December 3, 2017: May God’s words alone be spoken, may God’s words alone be heard. Amen.
The hymn we sang this morning is a favorite of so many, and it is little wonder why. Sure, the music is uplifting, but I think it is the words, which come out of the reading we heard this morning from Isaiah, that makes this a hymn we love to sing in Advent. “Comfort, comfort ye my people, speak ye peace, thus saith our God, comfort those who sit in darkness mourning ‘neath their sorrow’s load.”
Oh, what a hymn and passage for us today, for we too sit in darkness mourning beneath the load of our sorrow – personal sorrows of so many, yes, but also the collective sorrow we feel at what is happening in the world today. Our nation’s leaders have passed a tax bill that would profit corporations and the rich on the backs of the poor, and increase the cost of healthcare, remove tax breaks for student loans, and sadly it doesn’t stop there. While this may seem complicated, as taxes seem to be, it really isn’t. It is simply robbing the poor to pay the rich. It is a crime against decency, and we sit in darkness mourning of the lack of courage, morality, and prophetic witness in those we have chosen to serve.
There are the outbreaks of hate and oppression – legislated from our leaders in travel bans, immigration arrests, and rhetoric, and experienced in the streets by racists who feel empowered to openly proclaim their hate, terrorizing the least of these. And then there is the proliferation of men who feel empowered to assault women, while the women feel they must remain quiet and in the shadows out of fear. We sit in darkness mourning of this plague of bigotry, xenophobia, sexism, and misogyny that has infected our world.
The earth and its creatures are dying at our hands from our abuse and neglect. Our leaders not only turn their backs, but continue to deny scientific evidence of what is happening, support the destruction, and uphold the institutions and individuals that commit these crimes against God’s creation. We sit in darkness mourning of our indifference, our neglect, our abuse of what God entrusted to our care.
We call out for comfort from our darkness. That very act, that very call, is the first step to something larger.
You see, part of what is difficult for us, I think, is a sense that all of this is happening, and we feel we have no control. The mourning comes out of a sense of hopelessness, of passivity in the face of overwhelming darkness. We feel powerless, and that is a road to despair, and it isn’t the road God wants us to travel.
Speaking of traveling down roads, there is a story in the Book “Marry Your Muse” by Jan Phillips. She writes, “Last winter, during one of the worst blizzards of the season, I found myself on the on-ramp to a freeway with a thirty-mile commute ahead of me. It was already dark, and the snow was pounding against my windshield like artillery bullets…I drove at twenty miles per hour, my nose only inches from the steering wheel.

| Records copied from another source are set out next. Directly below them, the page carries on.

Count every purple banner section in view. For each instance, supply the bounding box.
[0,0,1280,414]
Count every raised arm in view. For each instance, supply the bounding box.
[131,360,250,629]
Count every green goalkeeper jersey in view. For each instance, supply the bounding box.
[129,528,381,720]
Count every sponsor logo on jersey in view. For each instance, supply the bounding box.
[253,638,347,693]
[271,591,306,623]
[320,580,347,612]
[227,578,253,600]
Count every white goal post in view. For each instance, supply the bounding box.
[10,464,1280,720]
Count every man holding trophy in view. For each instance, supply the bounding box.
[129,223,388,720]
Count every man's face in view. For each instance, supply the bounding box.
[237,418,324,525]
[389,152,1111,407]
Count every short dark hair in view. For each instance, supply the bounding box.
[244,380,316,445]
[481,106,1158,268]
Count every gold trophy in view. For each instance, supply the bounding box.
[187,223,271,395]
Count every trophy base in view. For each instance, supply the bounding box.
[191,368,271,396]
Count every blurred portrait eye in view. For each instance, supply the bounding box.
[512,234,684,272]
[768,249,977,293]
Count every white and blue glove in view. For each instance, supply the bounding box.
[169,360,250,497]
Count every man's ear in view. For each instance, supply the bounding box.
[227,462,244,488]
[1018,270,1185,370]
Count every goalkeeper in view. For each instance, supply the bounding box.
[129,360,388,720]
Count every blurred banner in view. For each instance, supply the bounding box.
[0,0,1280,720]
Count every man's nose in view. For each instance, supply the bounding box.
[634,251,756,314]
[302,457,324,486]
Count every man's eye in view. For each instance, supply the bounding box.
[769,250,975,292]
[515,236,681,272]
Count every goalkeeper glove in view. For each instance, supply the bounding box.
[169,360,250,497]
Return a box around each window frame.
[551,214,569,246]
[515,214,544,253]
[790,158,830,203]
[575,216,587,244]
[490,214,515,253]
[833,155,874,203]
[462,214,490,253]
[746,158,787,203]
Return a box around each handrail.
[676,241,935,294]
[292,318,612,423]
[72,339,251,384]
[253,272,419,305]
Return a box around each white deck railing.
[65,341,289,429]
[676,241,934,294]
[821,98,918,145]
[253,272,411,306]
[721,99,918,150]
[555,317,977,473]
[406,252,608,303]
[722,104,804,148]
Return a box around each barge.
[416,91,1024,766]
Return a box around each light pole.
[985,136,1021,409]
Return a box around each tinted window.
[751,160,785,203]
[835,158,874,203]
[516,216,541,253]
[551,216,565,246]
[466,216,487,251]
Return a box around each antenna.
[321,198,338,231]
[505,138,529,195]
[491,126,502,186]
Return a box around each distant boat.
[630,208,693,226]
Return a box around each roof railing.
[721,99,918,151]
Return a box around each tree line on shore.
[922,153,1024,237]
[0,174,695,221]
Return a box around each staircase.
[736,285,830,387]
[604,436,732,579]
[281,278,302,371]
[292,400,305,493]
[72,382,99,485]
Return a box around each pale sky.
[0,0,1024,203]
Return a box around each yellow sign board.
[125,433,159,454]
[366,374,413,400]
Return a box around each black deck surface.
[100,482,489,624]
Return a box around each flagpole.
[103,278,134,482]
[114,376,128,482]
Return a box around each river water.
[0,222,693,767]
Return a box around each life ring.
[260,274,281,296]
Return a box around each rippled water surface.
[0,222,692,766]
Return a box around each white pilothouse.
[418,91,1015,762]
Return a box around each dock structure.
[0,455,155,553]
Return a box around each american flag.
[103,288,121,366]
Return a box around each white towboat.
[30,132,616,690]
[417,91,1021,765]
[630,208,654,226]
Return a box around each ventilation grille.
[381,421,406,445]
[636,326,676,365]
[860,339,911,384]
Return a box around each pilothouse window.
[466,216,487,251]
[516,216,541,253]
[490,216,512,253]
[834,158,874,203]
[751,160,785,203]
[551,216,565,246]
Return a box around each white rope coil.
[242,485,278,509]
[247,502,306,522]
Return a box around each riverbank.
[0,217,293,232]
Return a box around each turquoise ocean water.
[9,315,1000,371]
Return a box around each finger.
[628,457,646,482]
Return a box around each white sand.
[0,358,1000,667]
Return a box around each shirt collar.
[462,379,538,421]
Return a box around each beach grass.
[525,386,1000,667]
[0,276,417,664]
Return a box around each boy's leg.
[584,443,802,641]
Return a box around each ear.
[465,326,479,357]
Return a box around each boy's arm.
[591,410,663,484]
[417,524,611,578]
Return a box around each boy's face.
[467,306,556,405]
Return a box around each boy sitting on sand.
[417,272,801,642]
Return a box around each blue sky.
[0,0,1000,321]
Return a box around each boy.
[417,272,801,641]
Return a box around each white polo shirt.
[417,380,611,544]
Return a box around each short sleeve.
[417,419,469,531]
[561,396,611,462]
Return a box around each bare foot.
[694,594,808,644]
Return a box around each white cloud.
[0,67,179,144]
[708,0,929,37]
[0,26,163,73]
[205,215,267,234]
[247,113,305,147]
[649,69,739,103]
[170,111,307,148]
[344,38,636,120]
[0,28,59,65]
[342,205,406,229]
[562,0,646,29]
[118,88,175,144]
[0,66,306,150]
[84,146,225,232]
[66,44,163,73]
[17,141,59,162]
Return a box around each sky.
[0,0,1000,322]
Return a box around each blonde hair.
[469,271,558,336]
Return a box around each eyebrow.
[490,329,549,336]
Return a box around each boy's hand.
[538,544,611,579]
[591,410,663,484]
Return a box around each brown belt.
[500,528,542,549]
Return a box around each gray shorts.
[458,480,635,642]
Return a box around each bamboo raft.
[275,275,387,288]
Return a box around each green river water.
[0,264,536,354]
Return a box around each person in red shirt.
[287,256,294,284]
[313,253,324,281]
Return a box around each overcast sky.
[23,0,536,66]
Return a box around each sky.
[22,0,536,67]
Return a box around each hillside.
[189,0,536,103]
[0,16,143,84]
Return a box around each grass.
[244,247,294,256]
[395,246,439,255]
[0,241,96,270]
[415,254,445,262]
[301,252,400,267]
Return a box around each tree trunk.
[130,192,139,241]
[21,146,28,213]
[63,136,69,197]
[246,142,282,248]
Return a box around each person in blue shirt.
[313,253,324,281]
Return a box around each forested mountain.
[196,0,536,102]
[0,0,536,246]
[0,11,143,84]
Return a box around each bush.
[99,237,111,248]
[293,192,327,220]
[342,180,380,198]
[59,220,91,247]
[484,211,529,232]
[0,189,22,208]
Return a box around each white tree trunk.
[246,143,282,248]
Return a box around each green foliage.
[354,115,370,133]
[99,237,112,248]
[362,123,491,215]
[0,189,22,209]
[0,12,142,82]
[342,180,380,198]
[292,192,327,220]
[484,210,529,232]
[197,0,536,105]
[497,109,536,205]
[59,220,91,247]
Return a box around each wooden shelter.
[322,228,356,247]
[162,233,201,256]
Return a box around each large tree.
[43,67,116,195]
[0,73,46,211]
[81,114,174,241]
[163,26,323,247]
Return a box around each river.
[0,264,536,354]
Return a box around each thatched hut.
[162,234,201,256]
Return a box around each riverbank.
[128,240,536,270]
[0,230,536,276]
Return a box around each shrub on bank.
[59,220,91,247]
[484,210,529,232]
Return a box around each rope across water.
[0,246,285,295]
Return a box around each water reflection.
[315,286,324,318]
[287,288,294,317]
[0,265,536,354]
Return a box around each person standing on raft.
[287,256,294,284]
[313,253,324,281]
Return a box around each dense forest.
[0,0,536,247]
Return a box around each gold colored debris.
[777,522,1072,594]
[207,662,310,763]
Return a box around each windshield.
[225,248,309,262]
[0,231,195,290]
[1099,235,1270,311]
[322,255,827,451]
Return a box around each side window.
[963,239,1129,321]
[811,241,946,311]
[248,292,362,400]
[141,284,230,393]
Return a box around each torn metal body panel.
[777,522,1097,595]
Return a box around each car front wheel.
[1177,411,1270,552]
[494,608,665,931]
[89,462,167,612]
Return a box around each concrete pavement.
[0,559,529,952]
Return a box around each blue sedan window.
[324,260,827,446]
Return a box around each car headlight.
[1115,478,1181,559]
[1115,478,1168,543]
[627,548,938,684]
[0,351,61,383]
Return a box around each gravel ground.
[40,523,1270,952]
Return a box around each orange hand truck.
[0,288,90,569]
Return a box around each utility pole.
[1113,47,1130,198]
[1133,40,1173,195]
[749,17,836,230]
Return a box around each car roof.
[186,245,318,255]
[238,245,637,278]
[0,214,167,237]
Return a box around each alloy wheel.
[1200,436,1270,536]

Hunched over in fear and focused alertness, I headed straight into the storm as it whirled around me like a fierce tornado…
“Oh, my God,” I prayed out loud, puffing small clouds of warm breath into the chilly air. “Please let me get through this alive.” No, I thought, that’s not good enough; I need to be more specific. It wasn’t just staying alive I wanted. It was a sense of safety, some relief from this swelling fear.
“Ok, God, take the wheel. Get me home safe, Ok?”
Now I was reverting to an eight-year-old Catholic who counted on the man with the beard to somehow materialize and work a miracle. That thought always pops up in an emergency, but I knew I had to go deeper than that.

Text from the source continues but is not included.